Le mer. 12 juin 2019 à 19:11, Stas Malyshev <smalyshev@wikimedia.org> a écrit :
Hi!

>> So there needs to be some smarter solution, one that we'd unlike to
> develop inhouse
>
> Big cat, small fish. As wikidata continue to grow, it will have specific
> needs.
> Needs that are unlikely to be solved by off-the-shelf solutions.

Here I think it's good place to remind that we're not Google, and
developing a new database engine inhouse is probably a bit beyond our
resources and budgets.

Today, the problem is not the same as the one MySQL, PostgreSQL, blazegraph
and openlink had when they started working on their respective databases. See
below.
 
Fitting existing solution to our goals - sure, but developing something new of 
that scale is probably not going to happen.

It will.

> FoundationDB and WiredTiger are respectively used at Apple (among other
> companies)
> and MongoDB since 3.2 all over-the-world. WiredTiger is also used at Amazon.

I believe they are, but I think for our particular goals we have to
limit themselves for a set of solution that are a proven good match for
our case.

See the other mail I just sent. We are a turning point in database engineering
history. The very last database systems that were built are all based on
Ordered Key Value Store, see Google Spanner paper [0].

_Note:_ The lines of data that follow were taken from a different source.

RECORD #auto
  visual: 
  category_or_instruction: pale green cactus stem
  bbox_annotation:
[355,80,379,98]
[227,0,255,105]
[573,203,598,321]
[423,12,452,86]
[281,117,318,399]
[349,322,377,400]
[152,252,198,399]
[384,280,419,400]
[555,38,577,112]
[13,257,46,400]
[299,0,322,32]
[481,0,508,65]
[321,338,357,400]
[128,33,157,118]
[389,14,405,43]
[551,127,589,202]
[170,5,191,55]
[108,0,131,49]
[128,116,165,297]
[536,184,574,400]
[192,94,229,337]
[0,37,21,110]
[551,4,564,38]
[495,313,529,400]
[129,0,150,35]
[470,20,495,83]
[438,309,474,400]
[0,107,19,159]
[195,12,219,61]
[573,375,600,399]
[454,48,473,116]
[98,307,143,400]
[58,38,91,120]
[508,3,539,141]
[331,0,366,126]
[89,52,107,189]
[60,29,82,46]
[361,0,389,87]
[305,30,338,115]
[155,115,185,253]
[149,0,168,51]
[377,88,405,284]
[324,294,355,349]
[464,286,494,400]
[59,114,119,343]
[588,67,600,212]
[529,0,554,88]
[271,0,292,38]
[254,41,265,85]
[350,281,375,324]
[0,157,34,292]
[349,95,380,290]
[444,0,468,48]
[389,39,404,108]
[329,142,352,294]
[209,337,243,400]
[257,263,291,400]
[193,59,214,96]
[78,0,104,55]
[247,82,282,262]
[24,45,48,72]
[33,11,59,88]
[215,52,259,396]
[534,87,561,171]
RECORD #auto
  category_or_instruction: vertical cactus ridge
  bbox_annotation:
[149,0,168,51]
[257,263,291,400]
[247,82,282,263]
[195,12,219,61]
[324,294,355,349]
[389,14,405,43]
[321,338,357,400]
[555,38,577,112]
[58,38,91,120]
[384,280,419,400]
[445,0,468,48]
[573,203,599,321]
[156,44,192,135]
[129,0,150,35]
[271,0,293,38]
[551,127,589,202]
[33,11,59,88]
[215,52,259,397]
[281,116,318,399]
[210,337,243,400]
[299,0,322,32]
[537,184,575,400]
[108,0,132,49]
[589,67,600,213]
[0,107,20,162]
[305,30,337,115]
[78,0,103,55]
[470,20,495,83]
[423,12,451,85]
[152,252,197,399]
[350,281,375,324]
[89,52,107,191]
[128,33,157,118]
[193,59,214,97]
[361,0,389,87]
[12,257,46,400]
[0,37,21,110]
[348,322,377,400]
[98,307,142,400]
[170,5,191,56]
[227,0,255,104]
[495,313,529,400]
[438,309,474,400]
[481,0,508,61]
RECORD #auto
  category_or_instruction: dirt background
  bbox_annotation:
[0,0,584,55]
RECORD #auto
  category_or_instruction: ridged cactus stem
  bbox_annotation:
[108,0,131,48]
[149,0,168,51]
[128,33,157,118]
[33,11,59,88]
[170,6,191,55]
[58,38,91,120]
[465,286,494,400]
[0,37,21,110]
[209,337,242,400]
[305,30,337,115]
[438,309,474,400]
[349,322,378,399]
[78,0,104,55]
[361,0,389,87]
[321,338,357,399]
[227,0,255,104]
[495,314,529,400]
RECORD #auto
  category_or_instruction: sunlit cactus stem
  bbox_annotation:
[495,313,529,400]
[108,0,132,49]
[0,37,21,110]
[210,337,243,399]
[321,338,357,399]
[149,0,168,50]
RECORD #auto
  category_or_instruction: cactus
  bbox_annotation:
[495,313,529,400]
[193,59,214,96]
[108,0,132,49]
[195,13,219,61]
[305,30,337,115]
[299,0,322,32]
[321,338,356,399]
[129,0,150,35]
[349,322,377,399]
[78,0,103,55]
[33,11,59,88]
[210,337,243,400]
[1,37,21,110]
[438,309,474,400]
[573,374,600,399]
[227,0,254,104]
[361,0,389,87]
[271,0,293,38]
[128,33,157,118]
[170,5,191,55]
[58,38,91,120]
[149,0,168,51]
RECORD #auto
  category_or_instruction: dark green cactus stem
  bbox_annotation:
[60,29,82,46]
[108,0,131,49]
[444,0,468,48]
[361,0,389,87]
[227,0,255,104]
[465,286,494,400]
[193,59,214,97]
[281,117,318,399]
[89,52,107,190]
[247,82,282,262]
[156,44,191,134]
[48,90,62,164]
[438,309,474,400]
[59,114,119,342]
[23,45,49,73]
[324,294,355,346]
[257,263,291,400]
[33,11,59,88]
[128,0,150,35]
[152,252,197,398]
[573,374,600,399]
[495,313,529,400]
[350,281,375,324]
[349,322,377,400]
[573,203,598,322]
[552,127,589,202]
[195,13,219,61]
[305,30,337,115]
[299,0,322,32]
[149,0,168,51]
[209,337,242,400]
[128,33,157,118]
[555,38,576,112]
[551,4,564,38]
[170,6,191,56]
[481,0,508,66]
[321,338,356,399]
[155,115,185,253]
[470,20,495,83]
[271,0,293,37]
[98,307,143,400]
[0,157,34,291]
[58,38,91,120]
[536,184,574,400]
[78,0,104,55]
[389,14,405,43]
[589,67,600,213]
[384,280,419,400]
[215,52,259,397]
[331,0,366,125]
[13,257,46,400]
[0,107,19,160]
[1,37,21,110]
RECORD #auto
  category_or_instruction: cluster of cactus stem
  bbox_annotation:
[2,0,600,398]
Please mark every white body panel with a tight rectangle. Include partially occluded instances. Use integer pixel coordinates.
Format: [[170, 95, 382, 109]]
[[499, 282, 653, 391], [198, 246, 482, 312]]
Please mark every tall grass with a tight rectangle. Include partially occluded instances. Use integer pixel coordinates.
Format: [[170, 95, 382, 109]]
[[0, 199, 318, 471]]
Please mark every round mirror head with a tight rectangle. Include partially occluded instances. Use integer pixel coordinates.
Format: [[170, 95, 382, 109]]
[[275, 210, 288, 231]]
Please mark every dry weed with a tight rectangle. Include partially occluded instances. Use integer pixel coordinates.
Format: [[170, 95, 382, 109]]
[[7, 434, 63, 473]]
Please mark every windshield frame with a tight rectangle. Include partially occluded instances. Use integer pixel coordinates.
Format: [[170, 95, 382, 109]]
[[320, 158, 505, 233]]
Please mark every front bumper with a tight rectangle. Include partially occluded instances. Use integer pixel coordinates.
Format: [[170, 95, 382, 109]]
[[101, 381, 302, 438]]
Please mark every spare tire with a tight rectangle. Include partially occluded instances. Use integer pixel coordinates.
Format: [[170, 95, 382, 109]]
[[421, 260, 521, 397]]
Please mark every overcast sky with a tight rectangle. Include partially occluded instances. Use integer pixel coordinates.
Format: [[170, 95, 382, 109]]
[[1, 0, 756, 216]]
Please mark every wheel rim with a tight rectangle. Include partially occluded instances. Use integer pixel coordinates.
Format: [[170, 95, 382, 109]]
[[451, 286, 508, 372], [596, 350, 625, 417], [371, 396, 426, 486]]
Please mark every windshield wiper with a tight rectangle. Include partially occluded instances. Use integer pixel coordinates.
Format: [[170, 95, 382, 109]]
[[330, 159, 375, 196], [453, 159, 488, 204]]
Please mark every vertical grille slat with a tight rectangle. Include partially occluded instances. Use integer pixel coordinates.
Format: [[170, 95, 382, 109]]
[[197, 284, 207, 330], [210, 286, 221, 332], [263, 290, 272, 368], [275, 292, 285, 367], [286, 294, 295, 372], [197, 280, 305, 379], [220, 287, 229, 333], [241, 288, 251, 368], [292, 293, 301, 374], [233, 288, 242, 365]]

Thanks to WT/MongoDB and Apple, those are readily available, in widespread use
and fully open source. It is only missing a few pieces for making it work a fully
backward compatible way with WDQS (at scale).

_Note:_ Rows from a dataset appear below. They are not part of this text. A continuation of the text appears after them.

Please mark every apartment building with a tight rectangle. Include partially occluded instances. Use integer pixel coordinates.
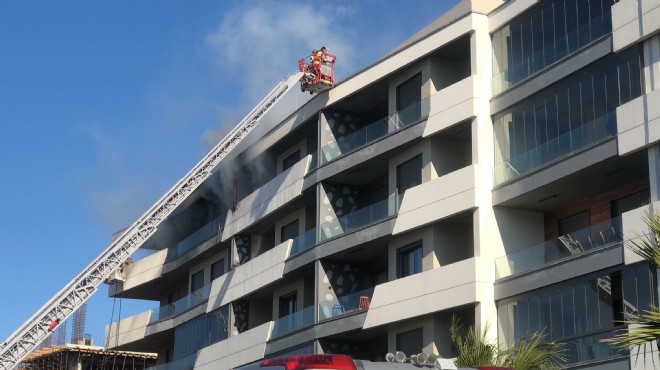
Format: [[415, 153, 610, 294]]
[[104, 0, 660, 369]]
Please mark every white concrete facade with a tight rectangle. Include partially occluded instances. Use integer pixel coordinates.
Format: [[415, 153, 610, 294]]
[[103, 1, 660, 369]]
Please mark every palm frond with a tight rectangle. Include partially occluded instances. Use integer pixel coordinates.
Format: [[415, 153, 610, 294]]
[[602, 305, 660, 350], [450, 315, 498, 367], [502, 332, 566, 370]]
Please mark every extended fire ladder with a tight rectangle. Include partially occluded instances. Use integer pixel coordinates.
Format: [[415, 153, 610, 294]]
[[0, 71, 304, 370]]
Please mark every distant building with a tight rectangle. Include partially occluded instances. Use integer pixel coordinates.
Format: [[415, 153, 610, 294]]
[[20, 344, 156, 370], [104, 0, 660, 369]]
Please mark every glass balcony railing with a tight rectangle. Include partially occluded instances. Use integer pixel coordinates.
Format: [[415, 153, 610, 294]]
[[495, 217, 622, 279], [492, 11, 612, 95], [494, 111, 615, 185], [166, 216, 223, 262], [319, 288, 374, 321], [145, 353, 196, 370], [319, 194, 400, 241], [149, 304, 175, 323], [560, 330, 624, 365], [148, 283, 212, 324], [320, 97, 430, 164], [271, 306, 314, 338], [289, 228, 317, 256]]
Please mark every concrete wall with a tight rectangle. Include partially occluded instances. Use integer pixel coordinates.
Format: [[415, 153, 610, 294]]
[[612, 0, 660, 52], [119, 249, 168, 291], [617, 82, 660, 155], [393, 165, 481, 234], [105, 310, 152, 349], [364, 257, 490, 329], [206, 240, 291, 311], [622, 201, 660, 264], [194, 322, 272, 370], [274, 207, 307, 245]]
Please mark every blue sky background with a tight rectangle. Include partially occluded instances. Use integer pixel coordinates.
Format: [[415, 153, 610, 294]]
[[0, 0, 459, 347]]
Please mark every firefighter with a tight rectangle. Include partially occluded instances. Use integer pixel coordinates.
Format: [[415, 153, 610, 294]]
[[47, 319, 60, 332]]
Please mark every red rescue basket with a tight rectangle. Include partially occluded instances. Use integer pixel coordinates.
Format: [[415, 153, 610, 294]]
[[299, 50, 336, 94]]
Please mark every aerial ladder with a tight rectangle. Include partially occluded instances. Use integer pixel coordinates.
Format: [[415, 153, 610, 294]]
[[0, 70, 307, 370]]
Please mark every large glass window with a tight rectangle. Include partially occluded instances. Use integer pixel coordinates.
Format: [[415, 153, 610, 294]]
[[211, 259, 225, 281], [498, 264, 656, 365], [282, 150, 301, 172], [398, 241, 423, 278], [492, 0, 617, 94], [396, 154, 422, 195], [397, 73, 422, 125], [279, 292, 297, 318], [190, 269, 204, 293], [280, 219, 300, 243], [494, 47, 643, 185], [173, 305, 229, 360]]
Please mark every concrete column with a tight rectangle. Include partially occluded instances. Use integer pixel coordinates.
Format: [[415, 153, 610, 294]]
[[649, 144, 660, 204]]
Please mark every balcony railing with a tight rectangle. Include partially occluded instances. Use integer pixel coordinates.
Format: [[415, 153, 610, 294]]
[[319, 194, 400, 241], [319, 288, 374, 321], [149, 283, 212, 324], [289, 228, 317, 256], [145, 353, 196, 370], [559, 330, 624, 365], [494, 111, 616, 185], [320, 96, 430, 164], [495, 217, 622, 279], [166, 216, 223, 262], [492, 10, 612, 95], [271, 306, 314, 338]]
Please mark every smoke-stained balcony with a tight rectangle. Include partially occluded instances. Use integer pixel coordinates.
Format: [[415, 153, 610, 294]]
[[222, 154, 314, 239]]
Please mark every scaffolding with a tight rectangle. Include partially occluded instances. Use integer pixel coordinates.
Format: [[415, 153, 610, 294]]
[[20, 344, 156, 370]]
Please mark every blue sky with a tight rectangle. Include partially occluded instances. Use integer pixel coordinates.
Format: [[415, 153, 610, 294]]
[[0, 0, 459, 347]]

[0] https://ai.google/research/pubs/pub39966
 
> That will be vendor lock-in for wikidata and wikimedia along all the
> poor souls that try to interop with it.

Since Virtuoso is using standard SPARQL, it won't be too much of a
vendor lock in, though of course the standard does not cover all, so
some corners are different in all SPARQL engines.

There is a big chance that same thing that happened with the www will
happen with RDF. That is one big player own all the implementations.
 
This is why even migration between SPARQL engines, even excluding 
operational aspects, is non-trivial.

I agree.
 
Of course, migration to any non-SPARQL engine would be order of magnitude 
more disruptive, so right now we do not seriously consider doing that.

I also agree.
 
As I already mentioned, there's a difference between "you can do it" and
"you can do it efficiently". [...] The tricky part starts when you need to run millions
of queries on 10B triples database. If your backend is not optimal for
that task, it's not going to perform.

I already did small benchmarks against blazegraph. I will do more intensive
benchmarks using wikidata (and reduce the requirements in terms of SSD).


Thanks for the reply.